Когда я рассказывал ему о «Красной звезде», о том, как в этом курганском совхозе специалисты приходят на работу в восемь утра, а в начале пятого расходятся по домам, как тамошний главный агроном по вечерам ковыряется на своем приусадебном участке, где у него и сад, и огород, и пасека с пчёлами, Владимир сперва только посмеивался:

— Это на какой, говорите, звезде?

— Своими глазами видел! — божился, уверял я его.

— Ну, может, хозяйство это какое-нибудь экспериментальное, тогда другое дело.

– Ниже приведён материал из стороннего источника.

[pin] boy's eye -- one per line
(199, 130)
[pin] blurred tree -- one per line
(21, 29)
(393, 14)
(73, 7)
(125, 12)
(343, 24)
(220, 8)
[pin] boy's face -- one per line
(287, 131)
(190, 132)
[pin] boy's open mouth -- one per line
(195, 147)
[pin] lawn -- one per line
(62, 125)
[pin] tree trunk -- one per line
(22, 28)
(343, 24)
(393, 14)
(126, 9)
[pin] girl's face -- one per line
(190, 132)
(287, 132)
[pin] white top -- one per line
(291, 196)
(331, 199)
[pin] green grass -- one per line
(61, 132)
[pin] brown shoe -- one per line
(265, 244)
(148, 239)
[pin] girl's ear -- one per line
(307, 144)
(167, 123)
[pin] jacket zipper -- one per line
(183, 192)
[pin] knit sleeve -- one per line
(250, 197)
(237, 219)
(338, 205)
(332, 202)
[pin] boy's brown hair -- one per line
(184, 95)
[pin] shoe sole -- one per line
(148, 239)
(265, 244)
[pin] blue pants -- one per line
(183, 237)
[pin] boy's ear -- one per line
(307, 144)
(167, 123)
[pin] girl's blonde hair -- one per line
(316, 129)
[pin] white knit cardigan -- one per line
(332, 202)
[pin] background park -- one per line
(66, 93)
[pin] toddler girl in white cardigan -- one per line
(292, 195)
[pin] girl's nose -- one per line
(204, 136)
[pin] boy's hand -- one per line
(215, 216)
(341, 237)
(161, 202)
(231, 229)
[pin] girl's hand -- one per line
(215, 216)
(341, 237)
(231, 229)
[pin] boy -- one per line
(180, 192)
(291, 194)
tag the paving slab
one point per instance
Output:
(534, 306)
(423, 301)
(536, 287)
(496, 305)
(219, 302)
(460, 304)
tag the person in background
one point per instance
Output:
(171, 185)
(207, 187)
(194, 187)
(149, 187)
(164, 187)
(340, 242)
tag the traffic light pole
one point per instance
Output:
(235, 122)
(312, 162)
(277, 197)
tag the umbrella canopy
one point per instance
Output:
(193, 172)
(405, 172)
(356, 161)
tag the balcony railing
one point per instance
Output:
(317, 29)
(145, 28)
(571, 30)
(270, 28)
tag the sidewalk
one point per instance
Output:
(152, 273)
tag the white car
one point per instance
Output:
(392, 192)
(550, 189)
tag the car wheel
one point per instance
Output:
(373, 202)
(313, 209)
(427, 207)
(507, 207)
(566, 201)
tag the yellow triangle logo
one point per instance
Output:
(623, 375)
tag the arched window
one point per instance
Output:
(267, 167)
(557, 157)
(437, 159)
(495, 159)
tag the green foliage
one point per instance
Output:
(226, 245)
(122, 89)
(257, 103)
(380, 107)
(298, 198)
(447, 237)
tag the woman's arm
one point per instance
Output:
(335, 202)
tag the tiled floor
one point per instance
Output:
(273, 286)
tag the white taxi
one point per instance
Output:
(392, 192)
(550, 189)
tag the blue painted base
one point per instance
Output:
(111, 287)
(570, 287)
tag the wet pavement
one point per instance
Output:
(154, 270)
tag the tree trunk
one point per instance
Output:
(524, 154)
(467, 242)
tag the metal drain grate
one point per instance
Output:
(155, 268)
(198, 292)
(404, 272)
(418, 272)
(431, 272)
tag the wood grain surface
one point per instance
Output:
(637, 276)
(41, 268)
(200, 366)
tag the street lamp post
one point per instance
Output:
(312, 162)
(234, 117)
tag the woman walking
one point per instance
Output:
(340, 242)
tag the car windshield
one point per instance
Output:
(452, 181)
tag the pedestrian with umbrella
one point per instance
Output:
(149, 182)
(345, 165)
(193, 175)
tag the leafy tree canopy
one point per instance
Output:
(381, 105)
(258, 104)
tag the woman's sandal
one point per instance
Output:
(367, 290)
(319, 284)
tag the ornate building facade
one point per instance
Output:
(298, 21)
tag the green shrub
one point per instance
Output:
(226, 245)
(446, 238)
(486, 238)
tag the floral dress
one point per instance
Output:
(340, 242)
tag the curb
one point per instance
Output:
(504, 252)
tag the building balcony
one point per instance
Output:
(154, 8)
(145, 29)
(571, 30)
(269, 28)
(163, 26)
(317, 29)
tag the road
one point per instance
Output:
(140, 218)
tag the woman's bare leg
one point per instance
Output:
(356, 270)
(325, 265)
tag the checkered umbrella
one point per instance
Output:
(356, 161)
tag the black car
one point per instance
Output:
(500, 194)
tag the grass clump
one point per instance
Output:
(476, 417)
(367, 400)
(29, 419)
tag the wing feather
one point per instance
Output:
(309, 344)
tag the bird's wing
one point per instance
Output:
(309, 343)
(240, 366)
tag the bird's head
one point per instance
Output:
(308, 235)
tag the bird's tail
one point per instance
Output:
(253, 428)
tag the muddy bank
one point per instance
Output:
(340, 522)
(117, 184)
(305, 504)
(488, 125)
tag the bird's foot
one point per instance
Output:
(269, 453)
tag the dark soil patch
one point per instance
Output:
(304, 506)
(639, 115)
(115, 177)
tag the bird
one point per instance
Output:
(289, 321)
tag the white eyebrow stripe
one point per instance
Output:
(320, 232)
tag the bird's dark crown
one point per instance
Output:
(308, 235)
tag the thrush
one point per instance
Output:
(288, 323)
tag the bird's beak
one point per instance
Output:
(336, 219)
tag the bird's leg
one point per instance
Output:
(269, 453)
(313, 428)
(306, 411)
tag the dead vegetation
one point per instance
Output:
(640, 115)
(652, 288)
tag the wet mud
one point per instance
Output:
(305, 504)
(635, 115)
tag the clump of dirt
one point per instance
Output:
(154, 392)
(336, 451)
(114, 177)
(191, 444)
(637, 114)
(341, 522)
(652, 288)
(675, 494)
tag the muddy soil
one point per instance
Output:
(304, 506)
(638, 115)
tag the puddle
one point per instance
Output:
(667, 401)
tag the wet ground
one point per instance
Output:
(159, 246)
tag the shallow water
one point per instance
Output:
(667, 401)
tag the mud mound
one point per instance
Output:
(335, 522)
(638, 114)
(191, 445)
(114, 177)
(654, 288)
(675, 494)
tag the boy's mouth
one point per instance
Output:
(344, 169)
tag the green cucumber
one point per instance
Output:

— Да нет же, самый обычный большой совхоз!

— А в уборку они как, в посевную? Тоже по восемь часов?

— Круглый год. Круглый год у них восьмичасовой рабочий день. Как в городе на каком-нибудь заводе.

— Ну не знаю, не знаю…— помотал Владимир головой. — Что-то из области фантастики.

Однако на другое утро сам вернулся к разговору:

— Рассказал я нашему совхозному инженеру про эту «Красную звезду». Посмеялся он. Не может, говорит, быть такого в сельском хозяйстве, — Владимир помолчал. — Ну, кто спорит: конечно, работа по шестнадцать и более часов в сутки, да еще без выходных, это форменное издевательство над личностью. Но другого пока ничего не придумано. — Он тяжело вздохнул. — Не говорите мне больше про восьмичасовой рабочий день! И без того тошно. Может, в этом совхозе все так, как вы говорите, но ведь это один совхоз из тысячи. Образцово-показательный. Я во многих совхозах бывал, но нигде не видал того, о чем вы говорите. И близко не было. Понимаете, в чем тут дело? В сельском хозяйстве своя специфика. Вот она-то и не позволяет, чтоб везде было так, как это сумели сделать в «Красной звезде». — И еще раз с нажимом повторил: — Специфика, понимаете?